Wohnhaft am Stadtgraben, konnten wir am Hansaplatz in die Straßenbahn nach Heubude einsteigen. Da war sie noch leer, was sich dann im Laufe der Fahrt extrem änderte. Für die Schulferien hatten wir (mein Bruder und ich) Ferienkarten, aber ich fuhr auch schon mal alleine nur mit meiner Freundin Esther, die an der Sandgrube wohnte, an den Strand. Meistens allerdings mit den Eltern. Wenn wir in Heubude ankamen, ausstiegen und das Rauschen des Meeres zu hören war, war ich wie elektrisiert. Ich konnte es nicht erwarten, ins Wasser zu springen.
In Heubude gab es den "wilden" Strand, den mit den Strandkörben und dann gab es noch "das Bad". Das Bad war ein mit Holzkabinen abgetrennter Strand. Man bezahlte Eintritt und konnte sich dann in einer Kabine umziehen. Man öffnete an der anderen Seite der Kabine eine Schiebetür und übergab seine Kleidung, über Bügel gehängt, Frauen, die diese gegen Aushändigung einer Marke aufbewahrten.
Aber meine Eltern hatten einen Strandkorb gemietet, der dann sozusagen unser Zuhause war. Zwei Strandtaschen gab es. Eine für das Essen und eine für die Strandsachen. Herrlich die Brote mit Rhabarber/Erdbeermarmelade oder der Kartoffelsalat mit Klopsen.
Meine Eltern waren gute Schwimmer und ich sah in der Ferne oft nur die gelbe Badekappe meiner Mutter, wenn sie bis zur Sandbank geschwommen waren. Unseren Vater hatten wir manchmal im Sand eingegraben, so dass nur noch der Kopf herausragte. Er wurde schnell sehr braun und ich habe ihm dann vom Rücken kleine Hautablösungen abgezogen.
Bei Wind bzw. Sturm wurden große Bälle an einer Stange hochgezogen. Erst einer, dann zwei und wenn es drei Bälle waren, dann sollte man nicht mehr ins Wasser gehen, weil das Meer zu bewegt war, die Wellen zu hoch. Trotz allem gab es immer mal Menschenaufläufe am Strand und da wusste man, es war wieder ein Ertrunkener aus dem Wasser gezogen worden.
Die Strandhalle war auch so eine Besonderheit. Man konnte sein mitgebrachtes Kaffeemehl in eine Kanne geben, es wurde heißes Wasser daraufgeschüttet und man saß auf langen Bänken in der Sonne und aß dazu eigene Stullen oder Selbstgebackenes.

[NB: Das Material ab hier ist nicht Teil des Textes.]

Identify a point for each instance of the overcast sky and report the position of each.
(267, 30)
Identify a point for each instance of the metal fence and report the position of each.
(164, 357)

Im Kurhaus war ich ab und zu mit meinem Vater am Sonntag vormittag und bekam ein "Heißgetränk". An den Geschmack kann ich mich noch heute erinnern.
Das Wieder-nach-Hause-fahren mit der Straßenbahn am Abend war wegen der Fülle etwas anstrengend, aber bis zu unserer Haltestelle am Hauptbahnhof wurde es dann leerer.
In einem Jahr wohnten wir zur "Sommerfrische" bei einer Familie Schlicht in Heubude. Der wunderbar romantische Heidsee lag in der Nähe und ich durfte auch mal das Feuerwerk, das dort spätabends veranstaltet wurde, genießen.
Es war eine wunderbare Zeit, an die ich mit Freude, aber auch mit Trauer, zurückdenke.